Thomas Hearns, that would do it—the first time they met, hadn't Hearns been ahead on all three judges' cards after 13 rounds? Wasn't there a more perfect dream to be dreamed there? So why did reporters keep asking Leonard what was the point of the match, keep insisting that Hearns was finished as a fighter? Why did fighting never once feel like crying that night last June? Why did he feel no motivation, why did he twice land on the canvas?
Roberto Duran, then—yes, surely Roberto Duran. Hadn't Duran said "No más" nine years ago in the eighth round of their second fight? "Duran has quit. Duran has quit!"—not "Leonard has won!"—wasn't that what Howard Cosell had screamed the moment it happened, wasn't that what all the world had talked about? Surely there was a better fantasy there, a finish more thunderous and Thor-like....
Ray. Ray. Could he hear himself? Surely he knew what all boxers know—that to make a man lose his will in the ring is more than to make him lose his consciousness. That to make a champion quit is a fighter's ultimate fruition.

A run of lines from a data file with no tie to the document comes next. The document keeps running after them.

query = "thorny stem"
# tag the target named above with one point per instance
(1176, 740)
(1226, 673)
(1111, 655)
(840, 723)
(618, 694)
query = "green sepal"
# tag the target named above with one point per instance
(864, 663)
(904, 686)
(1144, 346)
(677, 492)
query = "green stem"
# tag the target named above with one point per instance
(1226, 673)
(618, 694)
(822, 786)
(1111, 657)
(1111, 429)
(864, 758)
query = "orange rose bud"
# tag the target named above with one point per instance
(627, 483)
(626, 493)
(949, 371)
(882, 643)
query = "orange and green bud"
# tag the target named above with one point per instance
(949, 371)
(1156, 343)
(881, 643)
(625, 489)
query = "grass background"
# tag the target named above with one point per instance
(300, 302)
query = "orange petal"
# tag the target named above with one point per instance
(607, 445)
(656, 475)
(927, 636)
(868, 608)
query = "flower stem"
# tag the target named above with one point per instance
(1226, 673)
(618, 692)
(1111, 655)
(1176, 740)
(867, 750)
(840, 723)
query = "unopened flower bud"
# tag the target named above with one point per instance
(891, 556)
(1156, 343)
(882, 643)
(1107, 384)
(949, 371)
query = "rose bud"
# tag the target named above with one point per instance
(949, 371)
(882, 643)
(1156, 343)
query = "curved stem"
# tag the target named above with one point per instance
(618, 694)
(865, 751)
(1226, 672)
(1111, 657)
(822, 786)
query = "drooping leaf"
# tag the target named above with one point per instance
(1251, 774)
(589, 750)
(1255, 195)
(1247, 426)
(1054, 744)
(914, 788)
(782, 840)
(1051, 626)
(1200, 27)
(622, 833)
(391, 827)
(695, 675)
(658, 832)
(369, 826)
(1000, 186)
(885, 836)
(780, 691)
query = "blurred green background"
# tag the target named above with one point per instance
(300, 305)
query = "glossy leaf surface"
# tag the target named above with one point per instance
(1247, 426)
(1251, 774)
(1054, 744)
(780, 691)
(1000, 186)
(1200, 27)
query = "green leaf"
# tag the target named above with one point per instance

He shut his ears. He did not need fruition. He needed the dream. He needed a reason to keep boxing. He clenched his teeth during press conferences. How could he explain to people, or even to himself, that the ring was the one place where he could have it both ways, where he could be human and god at once, completely vulnerable and completely in command? Couldn't they see he was a happier, more relaxed man now that he was boxing again, that he was able to spend three whole weeks in the Bahamas without packing and running? Couldn't they see he wasn't surrounded by quite so many people now, that more and more he was going on road trips with his five-year-old son, Jarrel? And maybe, just maybe, he was chasing down something he wasn't even aware of—that in order to bear the last half of his life perhaps he needed to be made human, perhaps he needed to lose, and that was why his life kept moving, as if by absolute predestination, toward....

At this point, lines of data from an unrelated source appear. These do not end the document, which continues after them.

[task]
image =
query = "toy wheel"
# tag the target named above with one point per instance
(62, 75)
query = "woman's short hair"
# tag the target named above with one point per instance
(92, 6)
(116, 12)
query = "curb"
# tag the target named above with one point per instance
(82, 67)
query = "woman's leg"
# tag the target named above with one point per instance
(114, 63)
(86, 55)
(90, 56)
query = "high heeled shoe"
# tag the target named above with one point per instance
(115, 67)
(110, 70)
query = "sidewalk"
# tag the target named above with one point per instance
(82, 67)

"No, he'd never fight Michael Nunn—Nunn's as quick at 160 pounds as Ray was at 147 eight years ago," said trainer Eddie Futch. "Ray's too shrewd for that, it would be crazy. You name the odds, as high as you want, Ray will never...."

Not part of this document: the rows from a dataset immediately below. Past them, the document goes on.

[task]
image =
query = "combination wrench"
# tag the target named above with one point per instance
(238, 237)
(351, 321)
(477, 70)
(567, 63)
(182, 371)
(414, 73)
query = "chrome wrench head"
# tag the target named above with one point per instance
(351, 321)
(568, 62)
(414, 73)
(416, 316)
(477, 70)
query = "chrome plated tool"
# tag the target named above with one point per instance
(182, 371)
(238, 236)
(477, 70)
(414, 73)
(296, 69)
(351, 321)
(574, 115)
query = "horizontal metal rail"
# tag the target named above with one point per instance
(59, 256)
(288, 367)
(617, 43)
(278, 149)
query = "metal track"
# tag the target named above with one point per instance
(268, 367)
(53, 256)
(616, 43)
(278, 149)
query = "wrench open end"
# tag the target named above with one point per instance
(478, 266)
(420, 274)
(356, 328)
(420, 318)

The dreamer raged: "I can't believe it. People have put me in an obituary." The dreamer, who used each criticism as psychological fuel, needed to hear more of it and more....
"Sugar Ray blew it," said NBC analyst Ferdie Pacheco. "He had a chance to set a precedent and lead boxing into a new era of safety, to quit rich and famous, as one of the most heroic figures ever. But he's doing boxing irreparable harm. He can no longer get away from his opponent in the ring, he's getting hit by punches he never used to, he's lost his chin. That's the definition of a shot fighter. If Duran's in shape, Ray better get the number of a good neurologist, because he's going to need one in 10 years."